Use this as a gate before you ship any tool-using agent into a customer-facing or business-critical workflow.

1) Workflow Definition
- Name one workflow (not a platform): e.g., “Handle address change requests.”
- Define success metrics: accuracy %, time-to-complete, escalation rate, and a hard safety metric (e.g., <0.1% wrong-customer actions).
- Define blast radius: what’s the worst-case damage if the agent is wrong?

2) Tool Access & Permissions
- Expose narrow actions (capabilities) instead of full raw APIs.
- Enforce least privilege at the action level (role-based + context constraints like max $ amount).
- Require approvals for irreversible actions (refunds, deletes, production changes).
- Centralize secrets in a secrets manager; rotate credentials; avoid long-lived tokens.

3) Retrieval (Secure RAG)
- Confirm retrieval respects the same permissions as the source system (row/role-based).
- Log document IDs, versions, and access decisions for every retrieval.
- Add citation-by-construction: answers must reference retrieved passages.
- Add prompt-injection defenses: strip instructions from retrieved text; isolate system prompts.

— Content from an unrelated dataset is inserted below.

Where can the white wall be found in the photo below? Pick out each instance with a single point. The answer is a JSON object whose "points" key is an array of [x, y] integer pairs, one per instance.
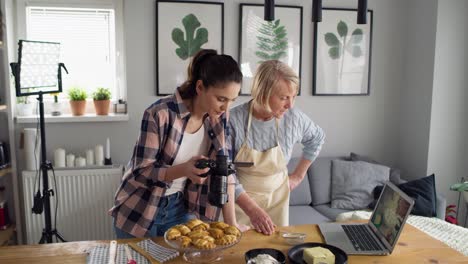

4) Evaluation & Regression Testing
- Create a golden set of 500+ real tasks with expected outcomes and citations.
- Track metrics separately: answer correctness, policy adherence, and tool correctness.
- Run evals on every change to prompts, tools, retrieval rules, and model versions.
- Add adversarial tests: conflicting docs, partial info, typos, and malicious content.

5) Observability & Incident Response
- Trace every run: prompts, retrieved context hashes, tool calls, outputs, latency, and errors.
- Implement replay: reproduce failures end-to-end from logs.
- Set alerts on drift: rising tool failures, increased retries, or falling pass rates.
- Define an incident playbook: disable tools, force human-only mode, notify owners.

6) Cost & Performance
- Measure cost per completed task (not just cost per token).
- Add tiering: cheap model for routing/classification, stronger model for hard steps.
- Cap context: retrieval limits, reranking, and summarization into structured state.
- Add caching for repeated, validated answers with freshness checks.

Ship criteria: If you can’t answer “what data did it read, what did it change, and who approved it?” you’re not ready for production.